Yeah you are right. This is not a battle I'm fighting, I'm just venting. I told my husband it pissed me off but that's as far as I'm going. I'm not going to say anything to her about it, she's done WAY worse - and yes, those are the battles I will stick to fighting.
I guess my main reason in posting this question was about etiquette... it just seems like a "gift" like this is a bit odd and out of place. I mean, he's a grown man, it's not a birthday or Christmas gift or whatever... why is the mother still doing basic stuff like this for him (we've been married almost 7 years). It's just odd. I rarely buy him stuff and usually let him wear anything he wants (although I drew the line at basketball shorts paired with a button up dress shirt, white socks and sports sandals... yeah, like I said, zero fashion sense, lol).

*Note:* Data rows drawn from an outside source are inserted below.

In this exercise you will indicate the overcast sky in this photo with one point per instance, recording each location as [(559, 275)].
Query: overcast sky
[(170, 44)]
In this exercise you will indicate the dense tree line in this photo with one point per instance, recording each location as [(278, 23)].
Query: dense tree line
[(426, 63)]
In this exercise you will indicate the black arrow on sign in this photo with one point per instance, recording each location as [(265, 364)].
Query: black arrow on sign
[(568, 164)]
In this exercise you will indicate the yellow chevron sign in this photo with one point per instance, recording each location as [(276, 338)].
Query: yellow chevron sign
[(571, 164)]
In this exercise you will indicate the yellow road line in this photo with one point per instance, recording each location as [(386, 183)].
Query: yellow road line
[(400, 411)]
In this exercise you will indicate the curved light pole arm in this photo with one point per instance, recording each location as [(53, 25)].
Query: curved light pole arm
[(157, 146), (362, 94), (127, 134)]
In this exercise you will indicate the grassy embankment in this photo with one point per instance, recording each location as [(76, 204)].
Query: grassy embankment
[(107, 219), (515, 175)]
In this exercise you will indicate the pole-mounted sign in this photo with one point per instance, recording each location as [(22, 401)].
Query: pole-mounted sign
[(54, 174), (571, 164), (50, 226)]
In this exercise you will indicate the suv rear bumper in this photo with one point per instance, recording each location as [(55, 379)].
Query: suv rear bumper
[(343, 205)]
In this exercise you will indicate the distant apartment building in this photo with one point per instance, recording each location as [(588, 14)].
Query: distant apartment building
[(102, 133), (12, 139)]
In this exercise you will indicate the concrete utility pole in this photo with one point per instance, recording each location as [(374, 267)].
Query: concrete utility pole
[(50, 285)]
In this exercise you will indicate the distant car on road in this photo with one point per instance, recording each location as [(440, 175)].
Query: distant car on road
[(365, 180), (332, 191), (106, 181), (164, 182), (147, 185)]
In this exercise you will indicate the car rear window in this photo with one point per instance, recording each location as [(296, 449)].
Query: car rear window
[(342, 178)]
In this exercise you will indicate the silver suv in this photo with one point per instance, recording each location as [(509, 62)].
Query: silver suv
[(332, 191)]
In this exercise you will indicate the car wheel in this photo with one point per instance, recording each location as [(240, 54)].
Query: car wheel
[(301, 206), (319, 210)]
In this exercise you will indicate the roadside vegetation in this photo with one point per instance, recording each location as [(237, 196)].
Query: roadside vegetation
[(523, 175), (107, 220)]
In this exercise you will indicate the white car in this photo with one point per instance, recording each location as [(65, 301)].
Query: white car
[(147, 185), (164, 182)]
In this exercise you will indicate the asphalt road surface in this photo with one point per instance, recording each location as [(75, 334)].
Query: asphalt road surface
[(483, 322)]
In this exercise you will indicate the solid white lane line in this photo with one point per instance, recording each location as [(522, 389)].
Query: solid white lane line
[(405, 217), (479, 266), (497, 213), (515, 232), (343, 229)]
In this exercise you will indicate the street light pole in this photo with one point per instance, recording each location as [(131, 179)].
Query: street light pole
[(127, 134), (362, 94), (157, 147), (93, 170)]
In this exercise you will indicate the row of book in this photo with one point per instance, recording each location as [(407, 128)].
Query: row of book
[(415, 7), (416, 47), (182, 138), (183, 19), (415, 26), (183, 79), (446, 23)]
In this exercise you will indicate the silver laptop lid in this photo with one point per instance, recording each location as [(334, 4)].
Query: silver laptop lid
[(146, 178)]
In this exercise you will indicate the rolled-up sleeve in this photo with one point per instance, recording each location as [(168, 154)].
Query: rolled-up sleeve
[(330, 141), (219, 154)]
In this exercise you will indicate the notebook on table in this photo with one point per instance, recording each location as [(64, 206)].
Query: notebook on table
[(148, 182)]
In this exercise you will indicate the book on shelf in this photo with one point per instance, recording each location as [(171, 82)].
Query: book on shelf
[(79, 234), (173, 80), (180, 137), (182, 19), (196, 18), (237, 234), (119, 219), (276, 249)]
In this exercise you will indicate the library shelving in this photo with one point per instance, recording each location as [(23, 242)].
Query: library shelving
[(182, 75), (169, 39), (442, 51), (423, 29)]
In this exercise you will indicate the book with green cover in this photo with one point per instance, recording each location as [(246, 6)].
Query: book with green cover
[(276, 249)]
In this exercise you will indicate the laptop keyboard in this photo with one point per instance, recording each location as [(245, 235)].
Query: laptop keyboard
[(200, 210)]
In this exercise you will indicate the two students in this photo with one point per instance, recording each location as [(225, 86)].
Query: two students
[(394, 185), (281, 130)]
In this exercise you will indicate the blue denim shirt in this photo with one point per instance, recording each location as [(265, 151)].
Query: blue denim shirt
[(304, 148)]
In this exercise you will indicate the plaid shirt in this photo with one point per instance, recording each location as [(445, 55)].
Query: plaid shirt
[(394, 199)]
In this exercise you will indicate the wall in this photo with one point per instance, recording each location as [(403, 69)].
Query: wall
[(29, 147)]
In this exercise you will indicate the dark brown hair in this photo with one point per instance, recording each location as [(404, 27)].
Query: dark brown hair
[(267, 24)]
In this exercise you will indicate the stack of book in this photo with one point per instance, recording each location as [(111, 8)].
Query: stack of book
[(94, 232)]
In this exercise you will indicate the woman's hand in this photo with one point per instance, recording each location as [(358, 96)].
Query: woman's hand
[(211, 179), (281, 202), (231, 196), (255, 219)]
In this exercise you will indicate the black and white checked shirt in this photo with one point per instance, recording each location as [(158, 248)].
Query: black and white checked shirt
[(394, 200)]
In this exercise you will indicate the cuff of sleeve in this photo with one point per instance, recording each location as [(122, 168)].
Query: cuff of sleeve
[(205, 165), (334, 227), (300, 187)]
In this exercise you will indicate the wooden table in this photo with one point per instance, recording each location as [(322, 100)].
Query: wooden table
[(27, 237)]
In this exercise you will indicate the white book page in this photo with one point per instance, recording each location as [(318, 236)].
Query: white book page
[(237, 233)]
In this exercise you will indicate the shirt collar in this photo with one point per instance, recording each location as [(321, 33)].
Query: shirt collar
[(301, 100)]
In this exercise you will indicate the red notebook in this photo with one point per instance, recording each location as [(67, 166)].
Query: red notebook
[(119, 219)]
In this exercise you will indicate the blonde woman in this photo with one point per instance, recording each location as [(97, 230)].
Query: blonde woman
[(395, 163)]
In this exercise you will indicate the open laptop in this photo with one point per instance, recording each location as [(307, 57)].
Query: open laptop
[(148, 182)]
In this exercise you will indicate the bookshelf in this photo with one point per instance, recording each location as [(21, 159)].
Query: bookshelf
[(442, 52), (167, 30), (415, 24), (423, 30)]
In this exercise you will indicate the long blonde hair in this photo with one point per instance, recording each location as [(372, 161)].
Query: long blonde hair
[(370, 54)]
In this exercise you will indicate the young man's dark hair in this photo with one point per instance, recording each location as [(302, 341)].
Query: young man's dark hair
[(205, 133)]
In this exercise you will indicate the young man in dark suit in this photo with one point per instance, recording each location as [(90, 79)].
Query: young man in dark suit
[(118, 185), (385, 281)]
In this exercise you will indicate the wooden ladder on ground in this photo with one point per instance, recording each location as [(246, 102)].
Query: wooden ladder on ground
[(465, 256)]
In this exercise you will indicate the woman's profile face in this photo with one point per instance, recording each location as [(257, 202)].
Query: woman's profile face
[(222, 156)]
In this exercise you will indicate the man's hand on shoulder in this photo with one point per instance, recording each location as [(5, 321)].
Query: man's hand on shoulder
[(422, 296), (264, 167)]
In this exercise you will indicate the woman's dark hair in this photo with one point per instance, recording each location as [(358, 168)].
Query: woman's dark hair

Yes you're completely correct, I spent most of this last year in therapy over issues with my MIL and this is not "the hill I want to die on", I didn't mean for it to come across like that. My main reason in posting is because I was wondering what the proper etiquette would be in this situation. It's not a birthday gift or Christmas gift, he's a grown man who can take care of himself, giving other people "gifts" like this with strings attached just seems so faux pas.
However for fully-functioning adults, it's not odd to get gifts from parents on non gift-giving occasions.